For chemicals the coefficient on materials science departments located between 10 and 50 km is positive and significant and of a similar magnitude to that on departments within 10 km. R&D establishments in machinery and in vehicles are also more likely to be located in postcode districts with a higher number of materials science departments between 10 and 50 km distance, and R&D in machinery is more likely to be located in districts with a higher number of mechanical engineering departments 10–50 km from the centre. Although indicative of potential spillovers from relevant university research this pattern could be driven by firms in these industries locating their R&D outside immediate urban areas, possibly alongside production activity. As the results in Table 3 indicate, R&D activity in chemicals, machinery and vehicles is likely to be located in areas with a greater concentration of manufacturing employment, potentially due to planning requirements for large production facilities. We find no evidence of co-location with university research in the remaining industries.

In Table 5 we investigate whether research quality matters, distinguishing between 5 and 5* departments deemed to be carrying out frontier research and those rated 4 and below. The results imply a very strong tendency for pharmaceuticals R&D to be co-located with 5 and 5* rated chemistry departments. The finding for chemicals R&D and materials science departments is no longer significant when we split departments into higher and lower rated. Relative to Table 3 we find a mixed pattern of results for precision instruments, an industry that comprises a heterogeneous set of products from medical equipment to measurement instruments. R&D establishments tend to locate in postcode districts with a larger number of 5 and 5* rated medicine departments in close proximity. However we find negative coefficients on medicine departments rated 4 or below (this is also the case for pharmaceuticals) and electrical engineering departments rated 5 or 5*.²³ It may be that this pattern is driven by the location of establishments carrying out R&D in medical equipment.

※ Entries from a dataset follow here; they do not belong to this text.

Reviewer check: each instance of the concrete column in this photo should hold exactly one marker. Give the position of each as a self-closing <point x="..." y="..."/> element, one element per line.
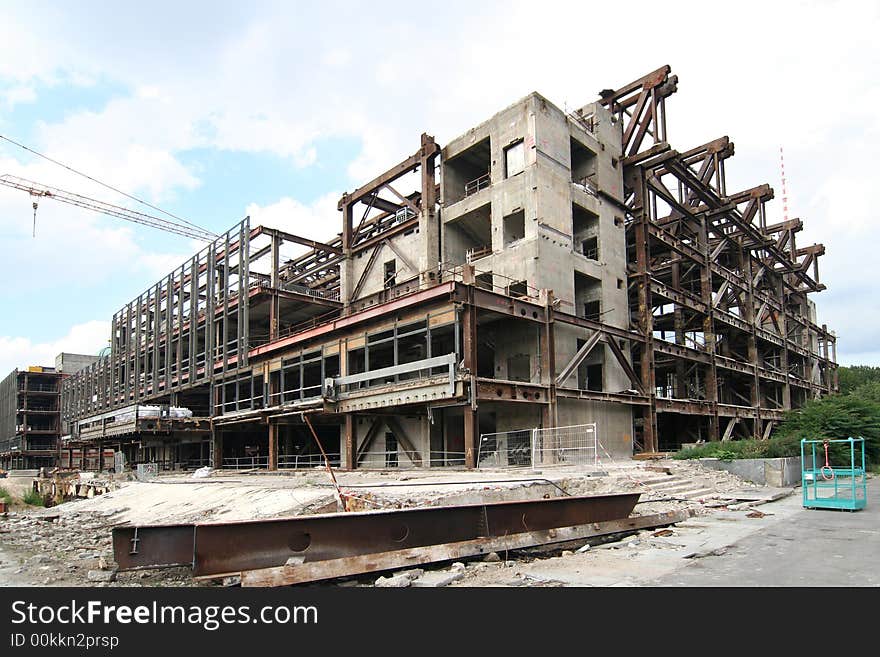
<point x="349" y="437"/>
<point x="469" y="347"/>
<point x="273" y="446"/>
<point x="217" y="439"/>
<point x="471" y="435"/>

In Table 6 we replicate the regressions in Table 3 also controlling for the number of science parks within 10 km. For half of the product groups we find a positive and significant relationship between the presence of science parks and the number of R&D establishments in a postcode district. The relationship is strongest for pharmaceuticals where an additional science park is associated with a 90% increase in R&D establishments. Interestingly, the coefficient on the number of chemistry departments becomes much smaller and insignificant. However, this does not necessarily imply that (highly-rated) chemistry departments are not a relevant factor driving these location decisions. As discussed above the location of science parks is itself endogenous, for example, if science parks arise because of a demand for space in proximity to frontier chemistry departments. Instead these findings suggest that science parks located close to chemistry departments are positively correlated with the location of pharmaceuticals R&D labs.²⁴ Co-location with science parks may also capture access to specialized infrastructure, or knowledge spillovers from other technology-intensive businesses. For the other product groups the coefficients on the research departments generally remain similar to those in Table 3.